My point is, I was being pretty foolish about what I was doing. Hell, I’m still kind of shambling about, wondering if I should even bother making this a “series” at all. With all of the failed concepts, signs are pointing to “maybe you should have held out on calling this a ‘series’ until you figured yourself out”. When one of my ideas was no more complicated than “they were birds in another life,” I knew I was dead in the water.

Yeah, birds. No, I don’t take any recreational drugs, but man, imagine what kind of stuff I’d write about them if I had.

The funny thing is, I revealed these ideas to those who support me. None of them stopped me and said, “That’s a terrible idea, Mel.” I mean, I’m kind of (very) sensitive, so I don’t blame them for going easy on me. I’m only glad I snapped out of it and was honest with myself, and said, “Hey, these ideas are kind of terrible, man.”

So, naturally, going from idea to idea and back again has delayed this book terribly. I wrote about three or four (I lost count) rough first drafts that went nowhere. The first book’s concept was so easy. “A father and son fall in love”. Oh, okay, I can do that. Then I had the audacity to ask “now what?” once the first book was over.

A lot of people tell me that you have to have sequel concepts already  planned out before publishing the first if you’re doing a series. Well, that’s the thing– I did have ideas. They were just all bad, and I realized a bit late that they wouldn’t work. I had to come up with something new, immediately. It was only recently that I was able to do so. It is, so far, the closest thing to being substantial.
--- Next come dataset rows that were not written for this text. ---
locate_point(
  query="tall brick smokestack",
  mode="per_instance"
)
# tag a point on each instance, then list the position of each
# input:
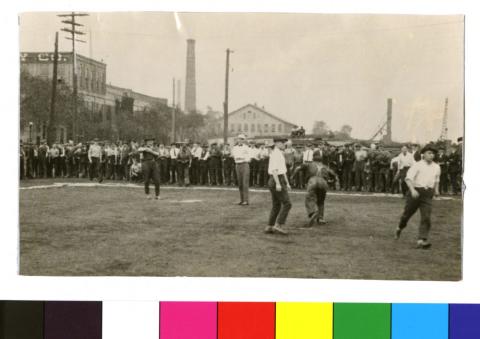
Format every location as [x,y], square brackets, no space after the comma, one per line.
[388,136]
[190,83]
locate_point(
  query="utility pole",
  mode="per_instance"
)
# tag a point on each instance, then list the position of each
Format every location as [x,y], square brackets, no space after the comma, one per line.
[225,103]
[51,121]
[173,111]
[444,131]
[72,30]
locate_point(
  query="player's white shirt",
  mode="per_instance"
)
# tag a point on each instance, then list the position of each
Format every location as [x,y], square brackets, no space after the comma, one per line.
[276,163]
[255,153]
[394,161]
[174,152]
[406,160]
[197,152]
[423,174]
[241,153]
[308,155]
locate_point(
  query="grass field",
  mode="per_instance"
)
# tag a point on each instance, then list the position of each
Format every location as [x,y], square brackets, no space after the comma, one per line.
[101,231]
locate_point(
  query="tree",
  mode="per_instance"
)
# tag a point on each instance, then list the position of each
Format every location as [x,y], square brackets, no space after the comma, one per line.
[320,128]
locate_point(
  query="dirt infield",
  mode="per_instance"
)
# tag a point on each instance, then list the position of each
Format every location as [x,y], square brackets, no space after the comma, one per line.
[111,230]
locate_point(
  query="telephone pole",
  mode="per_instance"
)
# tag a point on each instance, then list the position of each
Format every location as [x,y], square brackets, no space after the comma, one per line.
[444,131]
[225,103]
[51,122]
[73,32]
[173,111]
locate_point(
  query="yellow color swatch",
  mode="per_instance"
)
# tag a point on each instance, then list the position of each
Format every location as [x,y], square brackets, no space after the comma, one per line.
[304,320]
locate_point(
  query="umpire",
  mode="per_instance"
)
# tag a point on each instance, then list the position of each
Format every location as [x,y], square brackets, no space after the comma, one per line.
[150,167]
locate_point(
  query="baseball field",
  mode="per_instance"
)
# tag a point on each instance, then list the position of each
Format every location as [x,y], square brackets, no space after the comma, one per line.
[111,229]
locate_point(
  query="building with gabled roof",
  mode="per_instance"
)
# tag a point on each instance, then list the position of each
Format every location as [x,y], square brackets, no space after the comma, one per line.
[254,121]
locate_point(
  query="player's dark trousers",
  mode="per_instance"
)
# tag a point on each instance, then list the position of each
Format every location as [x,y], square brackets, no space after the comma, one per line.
[254,165]
[95,169]
[194,171]
[203,179]
[347,176]
[163,162]
[243,177]
[150,172]
[173,171]
[424,203]
[214,171]
[281,204]
[316,192]
[454,181]
[403,175]
[227,171]
[443,181]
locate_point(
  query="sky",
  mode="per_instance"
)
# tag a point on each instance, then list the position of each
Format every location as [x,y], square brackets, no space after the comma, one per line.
[338,68]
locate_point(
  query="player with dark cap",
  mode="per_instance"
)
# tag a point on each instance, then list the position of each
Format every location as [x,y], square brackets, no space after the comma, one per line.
[423,180]
[150,167]
[316,174]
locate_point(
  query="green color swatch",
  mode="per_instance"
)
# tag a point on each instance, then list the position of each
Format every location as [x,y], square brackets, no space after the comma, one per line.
[361,321]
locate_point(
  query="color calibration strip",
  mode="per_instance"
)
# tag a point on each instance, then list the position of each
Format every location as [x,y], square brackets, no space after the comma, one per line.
[237,320]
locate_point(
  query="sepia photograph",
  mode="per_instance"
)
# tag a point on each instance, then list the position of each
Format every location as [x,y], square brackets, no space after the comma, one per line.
[325,146]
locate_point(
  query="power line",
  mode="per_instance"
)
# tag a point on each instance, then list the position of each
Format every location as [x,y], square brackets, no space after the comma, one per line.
[72,30]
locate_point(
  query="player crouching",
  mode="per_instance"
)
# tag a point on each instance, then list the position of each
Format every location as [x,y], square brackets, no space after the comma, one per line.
[317,175]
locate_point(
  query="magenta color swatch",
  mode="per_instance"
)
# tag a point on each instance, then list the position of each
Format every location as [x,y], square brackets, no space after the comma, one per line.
[188,320]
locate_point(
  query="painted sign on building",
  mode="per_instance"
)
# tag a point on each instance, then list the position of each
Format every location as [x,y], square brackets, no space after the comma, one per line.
[44,57]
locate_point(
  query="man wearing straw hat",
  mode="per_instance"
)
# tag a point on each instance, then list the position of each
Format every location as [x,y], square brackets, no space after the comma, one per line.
[241,153]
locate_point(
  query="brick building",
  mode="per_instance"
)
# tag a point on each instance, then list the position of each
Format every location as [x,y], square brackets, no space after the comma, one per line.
[100,98]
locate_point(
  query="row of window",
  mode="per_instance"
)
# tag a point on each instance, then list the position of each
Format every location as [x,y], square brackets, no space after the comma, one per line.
[249,115]
[91,80]
[273,128]
[97,109]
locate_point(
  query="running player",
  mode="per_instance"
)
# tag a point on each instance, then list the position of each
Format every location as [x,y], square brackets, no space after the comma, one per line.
[316,176]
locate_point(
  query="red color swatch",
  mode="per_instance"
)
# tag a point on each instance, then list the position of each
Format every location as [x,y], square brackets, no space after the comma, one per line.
[240,320]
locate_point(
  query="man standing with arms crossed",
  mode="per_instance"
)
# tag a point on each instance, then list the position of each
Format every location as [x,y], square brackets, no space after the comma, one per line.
[423,180]
[279,186]
[150,167]
[241,153]
[95,159]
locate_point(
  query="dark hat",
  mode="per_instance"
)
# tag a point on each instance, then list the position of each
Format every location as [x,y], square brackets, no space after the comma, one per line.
[316,156]
[430,148]
[280,139]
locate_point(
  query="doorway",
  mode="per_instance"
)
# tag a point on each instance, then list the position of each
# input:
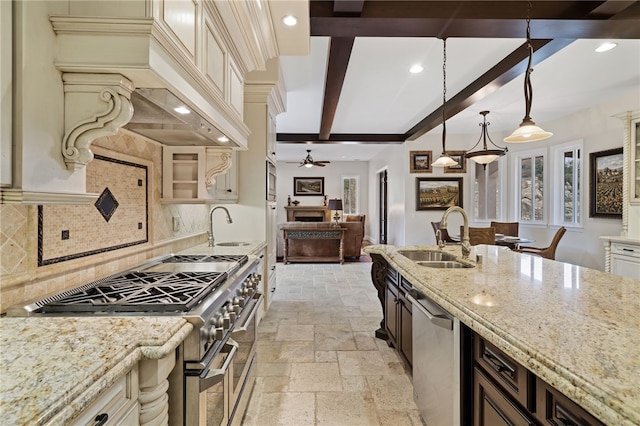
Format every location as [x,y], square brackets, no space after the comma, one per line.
[382,207]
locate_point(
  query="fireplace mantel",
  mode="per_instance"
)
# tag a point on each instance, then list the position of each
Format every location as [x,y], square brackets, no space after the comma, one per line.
[308,213]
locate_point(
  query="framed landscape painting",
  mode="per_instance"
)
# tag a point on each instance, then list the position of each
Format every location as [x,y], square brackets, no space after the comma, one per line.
[438,193]
[420,161]
[308,186]
[605,183]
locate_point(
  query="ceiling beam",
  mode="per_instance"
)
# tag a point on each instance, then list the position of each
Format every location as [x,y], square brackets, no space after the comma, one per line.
[511,67]
[473,28]
[339,54]
[310,138]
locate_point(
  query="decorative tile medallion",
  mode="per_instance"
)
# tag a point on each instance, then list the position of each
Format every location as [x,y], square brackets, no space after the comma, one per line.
[107,204]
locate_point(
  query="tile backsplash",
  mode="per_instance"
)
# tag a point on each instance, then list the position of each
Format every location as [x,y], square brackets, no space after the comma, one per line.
[140,227]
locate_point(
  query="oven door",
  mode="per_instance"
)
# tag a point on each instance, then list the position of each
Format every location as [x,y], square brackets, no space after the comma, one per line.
[245,333]
[207,393]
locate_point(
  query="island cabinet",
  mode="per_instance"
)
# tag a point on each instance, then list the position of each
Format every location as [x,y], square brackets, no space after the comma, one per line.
[398,316]
[506,393]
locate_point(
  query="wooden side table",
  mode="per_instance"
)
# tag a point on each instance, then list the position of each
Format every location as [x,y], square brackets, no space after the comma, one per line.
[333,233]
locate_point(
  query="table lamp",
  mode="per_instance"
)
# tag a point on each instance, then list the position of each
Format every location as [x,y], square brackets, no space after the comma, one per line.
[335,204]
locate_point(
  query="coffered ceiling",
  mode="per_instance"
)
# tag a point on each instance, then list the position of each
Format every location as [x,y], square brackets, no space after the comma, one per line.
[355,84]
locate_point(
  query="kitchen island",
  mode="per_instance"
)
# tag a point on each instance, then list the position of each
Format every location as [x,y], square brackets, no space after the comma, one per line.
[52,368]
[575,328]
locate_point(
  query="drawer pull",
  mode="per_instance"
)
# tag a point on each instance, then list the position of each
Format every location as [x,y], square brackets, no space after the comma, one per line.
[564,417]
[101,419]
[498,364]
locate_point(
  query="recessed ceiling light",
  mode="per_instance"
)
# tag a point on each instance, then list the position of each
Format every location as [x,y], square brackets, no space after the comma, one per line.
[290,20]
[605,47]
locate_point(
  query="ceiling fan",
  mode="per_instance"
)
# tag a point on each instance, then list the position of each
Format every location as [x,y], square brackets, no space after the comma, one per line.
[308,161]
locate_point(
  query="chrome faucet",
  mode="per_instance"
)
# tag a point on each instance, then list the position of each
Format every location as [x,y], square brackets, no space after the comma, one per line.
[229,220]
[466,246]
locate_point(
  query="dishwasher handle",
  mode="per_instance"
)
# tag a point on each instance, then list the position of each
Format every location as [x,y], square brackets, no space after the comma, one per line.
[438,317]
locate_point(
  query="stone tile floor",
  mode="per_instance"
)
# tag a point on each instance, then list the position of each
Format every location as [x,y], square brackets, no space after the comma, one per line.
[318,360]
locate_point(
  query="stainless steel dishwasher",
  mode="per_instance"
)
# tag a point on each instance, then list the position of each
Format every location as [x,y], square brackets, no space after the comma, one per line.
[436,361]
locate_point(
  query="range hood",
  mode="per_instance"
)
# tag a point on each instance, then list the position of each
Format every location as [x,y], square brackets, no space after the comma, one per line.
[160,115]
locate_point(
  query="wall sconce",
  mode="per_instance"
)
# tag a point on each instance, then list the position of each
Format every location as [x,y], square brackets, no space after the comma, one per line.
[485,155]
[336,205]
[528,131]
[444,160]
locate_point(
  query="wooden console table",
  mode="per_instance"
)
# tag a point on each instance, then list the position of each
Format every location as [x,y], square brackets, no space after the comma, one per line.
[329,233]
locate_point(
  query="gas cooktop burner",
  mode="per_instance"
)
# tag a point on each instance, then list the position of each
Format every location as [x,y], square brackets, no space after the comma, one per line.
[138,291]
[188,258]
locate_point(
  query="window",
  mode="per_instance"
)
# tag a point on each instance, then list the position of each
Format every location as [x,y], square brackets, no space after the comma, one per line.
[487,193]
[567,188]
[529,187]
[350,190]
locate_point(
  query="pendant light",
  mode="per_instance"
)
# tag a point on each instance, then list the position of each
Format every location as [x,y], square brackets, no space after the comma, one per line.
[485,155]
[444,160]
[528,131]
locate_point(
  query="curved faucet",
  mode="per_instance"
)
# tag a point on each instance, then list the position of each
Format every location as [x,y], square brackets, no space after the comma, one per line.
[466,246]
[229,220]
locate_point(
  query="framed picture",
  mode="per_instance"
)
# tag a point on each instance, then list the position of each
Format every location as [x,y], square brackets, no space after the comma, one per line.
[420,161]
[308,186]
[459,157]
[438,193]
[605,183]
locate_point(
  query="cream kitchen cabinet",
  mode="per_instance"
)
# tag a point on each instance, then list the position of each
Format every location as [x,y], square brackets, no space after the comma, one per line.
[118,404]
[198,174]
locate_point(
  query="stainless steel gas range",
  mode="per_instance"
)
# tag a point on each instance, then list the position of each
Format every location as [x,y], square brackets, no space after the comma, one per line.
[218,294]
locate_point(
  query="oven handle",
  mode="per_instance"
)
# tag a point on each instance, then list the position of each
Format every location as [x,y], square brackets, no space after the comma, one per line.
[215,376]
[255,303]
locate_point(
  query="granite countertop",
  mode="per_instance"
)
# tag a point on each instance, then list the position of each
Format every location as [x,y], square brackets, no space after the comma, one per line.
[54,366]
[576,328]
[47,363]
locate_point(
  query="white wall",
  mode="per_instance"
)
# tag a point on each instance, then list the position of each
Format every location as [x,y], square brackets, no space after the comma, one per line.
[391,159]
[596,126]
[332,174]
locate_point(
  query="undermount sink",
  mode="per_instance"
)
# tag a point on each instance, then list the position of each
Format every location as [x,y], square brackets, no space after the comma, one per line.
[444,264]
[427,255]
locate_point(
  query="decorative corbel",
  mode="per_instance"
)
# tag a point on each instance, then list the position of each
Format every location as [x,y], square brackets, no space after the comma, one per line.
[95,105]
[218,162]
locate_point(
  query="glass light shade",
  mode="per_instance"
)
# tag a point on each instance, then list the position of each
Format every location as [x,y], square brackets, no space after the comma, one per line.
[484,157]
[335,204]
[528,132]
[444,161]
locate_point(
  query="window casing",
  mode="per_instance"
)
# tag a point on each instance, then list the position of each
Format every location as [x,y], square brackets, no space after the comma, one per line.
[488,196]
[530,187]
[350,197]
[567,187]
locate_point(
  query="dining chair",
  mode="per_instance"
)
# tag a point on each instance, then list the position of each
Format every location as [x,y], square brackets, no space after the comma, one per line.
[443,233]
[480,235]
[546,252]
[506,228]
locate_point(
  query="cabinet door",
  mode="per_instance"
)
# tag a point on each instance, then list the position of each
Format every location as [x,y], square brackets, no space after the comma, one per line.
[271,137]
[391,313]
[406,332]
[555,409]
[492,407]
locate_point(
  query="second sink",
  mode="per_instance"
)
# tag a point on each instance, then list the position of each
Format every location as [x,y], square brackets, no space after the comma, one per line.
[427,255]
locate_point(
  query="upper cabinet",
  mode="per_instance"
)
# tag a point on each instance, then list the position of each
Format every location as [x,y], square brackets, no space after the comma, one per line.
[199,175]
[634,160]
[83,63]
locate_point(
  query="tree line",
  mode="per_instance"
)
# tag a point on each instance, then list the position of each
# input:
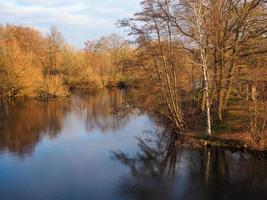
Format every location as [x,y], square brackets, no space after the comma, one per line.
[186,58]
[39,66]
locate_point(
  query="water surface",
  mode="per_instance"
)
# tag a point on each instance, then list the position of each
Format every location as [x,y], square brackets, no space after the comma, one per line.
[97,146]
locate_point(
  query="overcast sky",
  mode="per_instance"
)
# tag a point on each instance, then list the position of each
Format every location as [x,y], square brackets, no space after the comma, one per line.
[77,20]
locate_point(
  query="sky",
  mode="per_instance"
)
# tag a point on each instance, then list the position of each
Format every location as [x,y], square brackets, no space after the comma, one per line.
[77,20]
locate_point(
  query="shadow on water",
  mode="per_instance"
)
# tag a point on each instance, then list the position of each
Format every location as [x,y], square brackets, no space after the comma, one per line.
[23,123]
[160,170]
[67,145]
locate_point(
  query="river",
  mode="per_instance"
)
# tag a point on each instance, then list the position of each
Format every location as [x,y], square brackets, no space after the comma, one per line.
[98,146]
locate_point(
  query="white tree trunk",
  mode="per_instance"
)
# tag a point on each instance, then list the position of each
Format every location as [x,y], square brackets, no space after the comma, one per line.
[198,8]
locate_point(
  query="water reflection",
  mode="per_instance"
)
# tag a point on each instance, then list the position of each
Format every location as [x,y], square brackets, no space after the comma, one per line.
[24,123]
[106,110]
[161,171]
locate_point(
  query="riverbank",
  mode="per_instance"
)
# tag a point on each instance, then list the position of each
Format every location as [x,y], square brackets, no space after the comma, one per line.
[238,141]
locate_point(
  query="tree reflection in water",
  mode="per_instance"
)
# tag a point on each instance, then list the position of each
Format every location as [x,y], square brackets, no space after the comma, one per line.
[159,170]
[23,123]
[105,110]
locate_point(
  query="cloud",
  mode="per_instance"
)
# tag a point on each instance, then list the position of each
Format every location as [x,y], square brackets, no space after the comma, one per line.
[78,20]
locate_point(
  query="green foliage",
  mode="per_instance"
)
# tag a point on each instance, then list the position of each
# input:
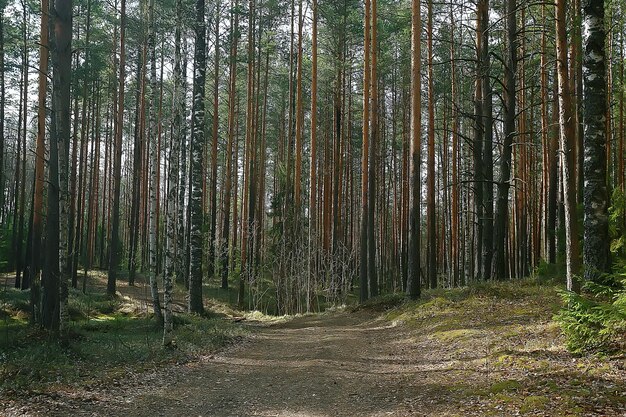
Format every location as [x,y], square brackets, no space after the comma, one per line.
[595,321]
[109,338]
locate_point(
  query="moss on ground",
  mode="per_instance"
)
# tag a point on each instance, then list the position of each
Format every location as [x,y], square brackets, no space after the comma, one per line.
[109,338]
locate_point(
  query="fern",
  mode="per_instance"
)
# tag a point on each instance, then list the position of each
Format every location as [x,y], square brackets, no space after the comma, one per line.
[594,321]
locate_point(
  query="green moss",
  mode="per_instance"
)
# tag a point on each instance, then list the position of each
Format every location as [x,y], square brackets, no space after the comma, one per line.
[505,385]
[534,403]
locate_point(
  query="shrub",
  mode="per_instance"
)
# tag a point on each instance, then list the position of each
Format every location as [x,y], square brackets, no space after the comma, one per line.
[595,320]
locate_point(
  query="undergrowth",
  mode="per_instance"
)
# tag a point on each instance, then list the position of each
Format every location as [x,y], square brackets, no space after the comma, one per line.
[108,339]
[595,320]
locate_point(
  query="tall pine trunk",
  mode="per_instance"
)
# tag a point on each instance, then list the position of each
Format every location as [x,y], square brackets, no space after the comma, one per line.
[595,194]
[197,151]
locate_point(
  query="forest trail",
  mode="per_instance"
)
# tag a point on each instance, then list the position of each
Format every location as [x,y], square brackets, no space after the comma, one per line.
[362,364]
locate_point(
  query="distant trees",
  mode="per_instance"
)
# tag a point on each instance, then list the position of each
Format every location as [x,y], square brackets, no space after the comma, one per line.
[302,205]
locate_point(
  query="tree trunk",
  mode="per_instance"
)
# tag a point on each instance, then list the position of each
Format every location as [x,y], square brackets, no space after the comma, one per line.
[431,266]
[413,279]
[567,140]
[595,195]
[363,265]
[197,147]
[502,209]
[115,248]
[62,63]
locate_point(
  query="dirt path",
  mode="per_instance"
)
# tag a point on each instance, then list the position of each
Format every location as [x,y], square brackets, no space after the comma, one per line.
[337,364]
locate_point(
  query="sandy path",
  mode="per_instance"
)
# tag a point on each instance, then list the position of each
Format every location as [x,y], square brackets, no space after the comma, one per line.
[331,365]
[338,365]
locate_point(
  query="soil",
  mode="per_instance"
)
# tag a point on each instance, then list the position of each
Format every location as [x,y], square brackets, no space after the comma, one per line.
[353,364]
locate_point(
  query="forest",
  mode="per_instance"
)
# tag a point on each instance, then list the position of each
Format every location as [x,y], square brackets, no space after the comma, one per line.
[287,157]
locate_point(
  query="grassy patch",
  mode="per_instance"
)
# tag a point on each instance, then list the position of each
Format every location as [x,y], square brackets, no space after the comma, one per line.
[504,335]
[108,339]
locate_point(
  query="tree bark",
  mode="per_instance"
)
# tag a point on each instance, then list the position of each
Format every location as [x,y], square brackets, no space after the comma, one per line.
[595,195]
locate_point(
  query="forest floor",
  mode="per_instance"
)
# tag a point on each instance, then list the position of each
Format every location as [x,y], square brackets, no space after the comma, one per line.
[484,351]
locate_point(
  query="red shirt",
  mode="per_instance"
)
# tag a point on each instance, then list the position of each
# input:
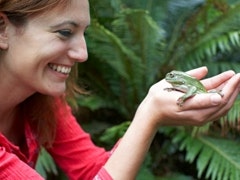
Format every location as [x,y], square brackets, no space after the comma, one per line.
[72,150]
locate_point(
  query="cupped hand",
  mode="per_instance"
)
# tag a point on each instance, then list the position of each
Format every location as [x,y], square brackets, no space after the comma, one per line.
[162,109]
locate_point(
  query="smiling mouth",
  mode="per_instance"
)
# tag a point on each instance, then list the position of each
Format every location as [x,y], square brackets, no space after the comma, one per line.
[60,68]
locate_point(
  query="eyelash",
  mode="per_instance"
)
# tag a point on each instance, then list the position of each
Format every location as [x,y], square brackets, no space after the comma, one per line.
[65,33]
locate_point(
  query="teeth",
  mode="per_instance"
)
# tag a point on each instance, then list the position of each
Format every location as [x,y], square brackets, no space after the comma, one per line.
[60,69]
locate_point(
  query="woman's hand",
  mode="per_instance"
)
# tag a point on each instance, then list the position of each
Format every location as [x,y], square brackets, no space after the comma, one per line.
[161,105]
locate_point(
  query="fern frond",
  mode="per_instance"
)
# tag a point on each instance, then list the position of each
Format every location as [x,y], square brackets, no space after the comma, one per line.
[220,158]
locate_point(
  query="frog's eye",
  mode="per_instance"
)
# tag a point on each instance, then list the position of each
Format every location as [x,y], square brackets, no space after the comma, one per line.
[171,75]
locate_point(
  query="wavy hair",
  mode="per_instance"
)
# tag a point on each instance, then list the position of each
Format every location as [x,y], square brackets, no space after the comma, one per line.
[40,109]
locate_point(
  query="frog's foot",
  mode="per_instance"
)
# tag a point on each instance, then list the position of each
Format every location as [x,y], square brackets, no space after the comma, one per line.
[216,91]
[169,89]
[180,101]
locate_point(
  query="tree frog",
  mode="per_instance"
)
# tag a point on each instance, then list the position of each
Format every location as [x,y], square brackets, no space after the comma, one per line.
[185,83]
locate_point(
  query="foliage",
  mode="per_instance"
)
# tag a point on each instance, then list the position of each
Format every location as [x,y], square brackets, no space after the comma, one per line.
[133,44]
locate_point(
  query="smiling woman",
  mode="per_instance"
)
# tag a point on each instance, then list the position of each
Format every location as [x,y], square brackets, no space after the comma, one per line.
[41,42]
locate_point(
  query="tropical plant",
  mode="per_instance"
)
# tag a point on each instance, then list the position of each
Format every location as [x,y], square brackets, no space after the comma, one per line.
[133,44]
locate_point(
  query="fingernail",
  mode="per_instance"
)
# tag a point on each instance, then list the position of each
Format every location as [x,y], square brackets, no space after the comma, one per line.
[216,99]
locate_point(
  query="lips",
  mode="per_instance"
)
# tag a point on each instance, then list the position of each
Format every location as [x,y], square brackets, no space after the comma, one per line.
[60,68]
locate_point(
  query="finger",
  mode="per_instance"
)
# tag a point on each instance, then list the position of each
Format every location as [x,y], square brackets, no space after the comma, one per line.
[231,86]
[217,80]
[200,101]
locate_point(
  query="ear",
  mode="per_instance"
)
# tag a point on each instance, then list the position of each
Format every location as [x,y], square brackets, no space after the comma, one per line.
[3,33]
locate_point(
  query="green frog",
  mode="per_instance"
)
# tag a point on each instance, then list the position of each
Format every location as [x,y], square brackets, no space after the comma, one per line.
[185,83]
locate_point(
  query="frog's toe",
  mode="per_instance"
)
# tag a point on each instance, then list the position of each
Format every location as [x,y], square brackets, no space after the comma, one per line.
[180,101]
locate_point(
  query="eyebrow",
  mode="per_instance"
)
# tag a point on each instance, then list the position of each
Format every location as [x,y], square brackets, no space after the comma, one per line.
[66,23]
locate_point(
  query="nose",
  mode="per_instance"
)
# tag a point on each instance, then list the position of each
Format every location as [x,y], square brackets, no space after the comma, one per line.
[78,51]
I have a feeling that I’ll reach the end of the manuscript, say “this isn’t working” and toss that out with the others. It, like all other ideas, is definitely flawed at this point, but it still follows the same formula I was originally going for, as well as the same tone. After some intense storyboarding, I’ll be able to figure out what I can throw away and what I can keep, and polish it up before starting a whole new first draft.

Book two will feature the same characters– namely Kevin, Andrew, and Kyle. No, Ben doesn’t make a reappearance (because I don’t even like him, to be honest about it– and I never did. Note to self: don’t write characters that annoy the crap out of me). Kyle has a role other than “background jealousy machine” this time, and his development is based around about a year of me writing backstory for him, something I didn’t even do when I wrote the first book. Kyle has become more of a personal character for me now.

In the first book, Kevin and Andrew lacked the conflict I enjoy in a romance story. Though they did end up having some conflict at the end of the book, it didn’t last very long, and therefore, their reconciliation didn’t feel as satisfying to me. Because Kevin and Andrew have such a tight bond, breaking it would require something pretty serious. That was another struggle of mine: finding something strong enough to break the glue that stuck them to one another. In my mind, I always think, “They’d survive that. It’s not enough. Their relationship is too unique.” It wasn’t until recently that I realized what the “deal-breaker” could be– the thing so jarring that they might not be able to carry on afterwards– and when it hit me, I felt both elated and nauseated. Now I just have to  get the poor boys through the ordeal.

With this plan in mind, I can only hope that it’s the last one. I’ve already begun to storyboard in Scrivener. I’ve been writing down tons of notes. An ending to the story is even coming into view. It’s looking like this latest concept might truly be the final one.  Part of me can’t wait to go on this emotional roller coaster ride, while another part has a box of tissues, ice cream and Josh Groban ready while he chants, “LET’S DO THIS, GENTLEMEN!”